Unsystematic risk is the risk that comes from individual positions—whether a specific candidate wins, a particular policy passes, or a single game goes your way. It's "diversifiable" because holding many unrelated positions smooths out this risk: some win, some lose, but the overall portfolio becomes more predictable. It's the opposite of systematic risk, which affects everything at once.
#How many positions do I need to diversify?
The benefit of diversification follows a square root rule: going from 1 to 4 positions cuts volatility in half; going from 4 to 16 cuts it in half again. Practically, 10-20 truly independent positions capture most of the diversification benefit. Beyond that, you get diminishing returns while adding complexity and transaction costs.

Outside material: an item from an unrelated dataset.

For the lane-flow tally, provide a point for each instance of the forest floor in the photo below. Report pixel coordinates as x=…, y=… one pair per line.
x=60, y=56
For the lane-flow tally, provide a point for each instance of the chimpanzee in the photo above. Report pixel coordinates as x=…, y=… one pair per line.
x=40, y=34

#Can I eliminate all risk through diversification?
No. Diversification eliminates unsystematic (position-specific) risk but not systematic risk—risks that affect all positions simultaneously. In prediction markets, systematic risks include platform failures, regulatory changes, and broad market liquidity crises. A fully diversified portfolio still carries these non-diversifiable risks.

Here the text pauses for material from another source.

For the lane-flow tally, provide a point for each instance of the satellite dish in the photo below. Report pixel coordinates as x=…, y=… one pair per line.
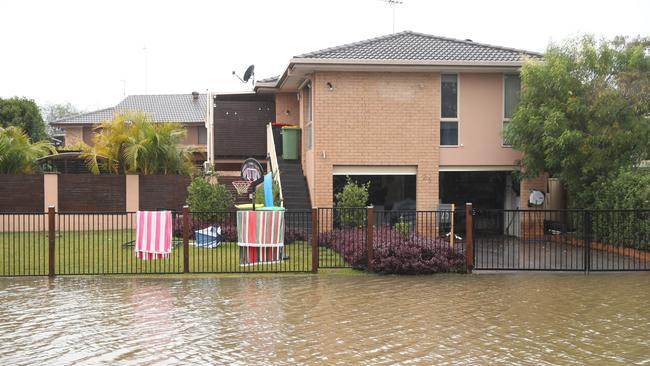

#Are all prediction market positions uncorrelated?
No. Many positions share underlying factors. Elections in the same country, policies from the same government, or events in the same industry may be correlated. Positions are truly uncorrelated only when the underlying events have no shared causes or influences. Assessing correlation requires thinking about what drives each outcome.
#How does diversification affect expected returns?
Diversification reduces risk without reducing expected return—that's its power. If each position has 5% expected return, a portfolio of 10 such positions also has 5% expected return but with much lower volatility. This is why diversification improves risk-adjusted returns (like Sharpe ratio) even when raw expected returns stay the same.